Objective: To evaluate large language models (LLMs) against supervised baselines for fine-grained, lesion-level detection of incidentalomas requiring follow-up, addressing the limitations of current document-level classification systems. Methods: We utilized a dataset of 400 annotated radiology reports containing 1,623 verified lesion findings. We compared three supervised transformer-based encoders (BioClinicalModernBERT, ModernBERT, Clinical Longformer) against four generative LLM configurations (Llama 3.1-8B, GPT-4o, GPT-OSS-20b). We introduced a novel inference strategy using lesion-tagged inputs and anatomy-aware prompting to ground model reasoning. Performance was evaluated using class-specific F1-scores. Results: The anatomy-informed GPT-OSS-20b model achieved the highest performance, yielding an incidentaloma-positive macro-F1 of 0.79. This surpassed all supervised baselines (maximum macro-F1: 0.70) and closely matched the inter-annotator agreement of 0.76. Explicit anatomical grounding yielded statistically significant performance gains across GPT-based models (p < 0.05), while a majority-vote ensemble of the top systems further improved the macro-F1 to 0.90. Error analysis revealed that anatomy-aware LLMs demonstrated superior contextual reasoning in distinguishing actionable findings from benign lesions. Conclusion: Generative LLMs, when enhanced with structured lesion tagging and anatomical context, significantly outperform traditional supervised encoders and achieve performance comparable to human experts. This approach offers a reliable, interpretable pathway for automated incidental finding surveillance in radiology workflows.

Paper Structure

This paper contains 25 sections, 3 equations, 3 figures, 5 tables.

Figures (3)

  • Figure 1: Prompt used for verifying incidentaloma status across target anatomies.
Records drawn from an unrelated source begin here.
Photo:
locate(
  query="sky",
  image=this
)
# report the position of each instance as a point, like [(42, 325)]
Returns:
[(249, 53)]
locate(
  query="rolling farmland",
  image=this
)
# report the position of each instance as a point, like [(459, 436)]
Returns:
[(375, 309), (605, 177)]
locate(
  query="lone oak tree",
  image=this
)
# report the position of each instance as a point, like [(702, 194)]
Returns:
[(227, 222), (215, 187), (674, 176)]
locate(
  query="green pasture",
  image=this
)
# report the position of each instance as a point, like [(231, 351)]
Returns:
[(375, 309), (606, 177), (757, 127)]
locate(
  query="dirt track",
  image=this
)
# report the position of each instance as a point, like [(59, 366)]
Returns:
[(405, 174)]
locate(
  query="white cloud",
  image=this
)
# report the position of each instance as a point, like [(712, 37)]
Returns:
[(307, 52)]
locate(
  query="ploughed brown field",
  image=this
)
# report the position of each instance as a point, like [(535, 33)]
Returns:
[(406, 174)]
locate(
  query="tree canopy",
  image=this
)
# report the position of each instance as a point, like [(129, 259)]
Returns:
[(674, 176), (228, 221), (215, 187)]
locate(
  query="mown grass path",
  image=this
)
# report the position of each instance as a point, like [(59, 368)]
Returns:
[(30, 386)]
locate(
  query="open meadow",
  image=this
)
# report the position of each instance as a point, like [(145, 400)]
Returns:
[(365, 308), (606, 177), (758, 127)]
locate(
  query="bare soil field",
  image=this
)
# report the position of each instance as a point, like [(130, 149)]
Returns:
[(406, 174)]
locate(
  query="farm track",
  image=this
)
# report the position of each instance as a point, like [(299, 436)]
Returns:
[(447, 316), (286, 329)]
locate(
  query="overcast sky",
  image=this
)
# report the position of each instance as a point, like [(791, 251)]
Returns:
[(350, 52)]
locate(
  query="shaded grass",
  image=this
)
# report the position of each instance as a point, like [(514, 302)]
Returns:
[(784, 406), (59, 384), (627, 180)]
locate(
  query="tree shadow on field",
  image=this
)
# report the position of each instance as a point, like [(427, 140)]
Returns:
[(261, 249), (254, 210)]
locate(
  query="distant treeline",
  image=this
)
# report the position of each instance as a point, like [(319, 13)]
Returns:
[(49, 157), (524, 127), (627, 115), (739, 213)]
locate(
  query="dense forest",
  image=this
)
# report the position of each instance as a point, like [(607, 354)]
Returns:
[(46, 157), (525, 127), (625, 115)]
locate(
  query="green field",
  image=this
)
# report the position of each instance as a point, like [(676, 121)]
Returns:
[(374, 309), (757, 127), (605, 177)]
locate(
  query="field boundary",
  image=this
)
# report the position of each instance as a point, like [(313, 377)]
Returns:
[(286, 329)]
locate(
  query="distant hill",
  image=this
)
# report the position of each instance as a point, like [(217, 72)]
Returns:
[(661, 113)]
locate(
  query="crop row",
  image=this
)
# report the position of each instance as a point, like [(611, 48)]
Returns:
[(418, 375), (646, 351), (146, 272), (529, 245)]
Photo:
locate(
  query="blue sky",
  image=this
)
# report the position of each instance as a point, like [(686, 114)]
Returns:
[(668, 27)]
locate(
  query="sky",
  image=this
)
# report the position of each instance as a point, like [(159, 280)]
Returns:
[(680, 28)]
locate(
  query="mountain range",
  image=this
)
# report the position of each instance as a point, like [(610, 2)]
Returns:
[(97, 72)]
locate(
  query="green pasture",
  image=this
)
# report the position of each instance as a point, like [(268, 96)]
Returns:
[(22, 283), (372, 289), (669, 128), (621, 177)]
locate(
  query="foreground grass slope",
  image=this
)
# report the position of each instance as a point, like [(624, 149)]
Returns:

Exclusion criteria and examples are derived from the annotation guidelines.
  • Figure 2: Example of input and output used for LLM-based incidentaloma identification using GPT-OSS-20B. Lesions that are not returned in the JSON output are treated as No Incidentaloma (Class 0). Reasoning traces are available only in GPT-OSS-20B inferences, as GPT-4o does not provide reasoning trace outputs.
  • Figure 3: Pairwise non-parametric bootstrap comparison of model performance on incidentaloma-positive lesions. Each point represents the mean difference in Macro-F1 (A--B) across 1,000 lesion-level bootstrap samples, with horizontal bars showing 95% confidence intervals. Comparisons to the right of zero indicate that Model A outperformed Model B.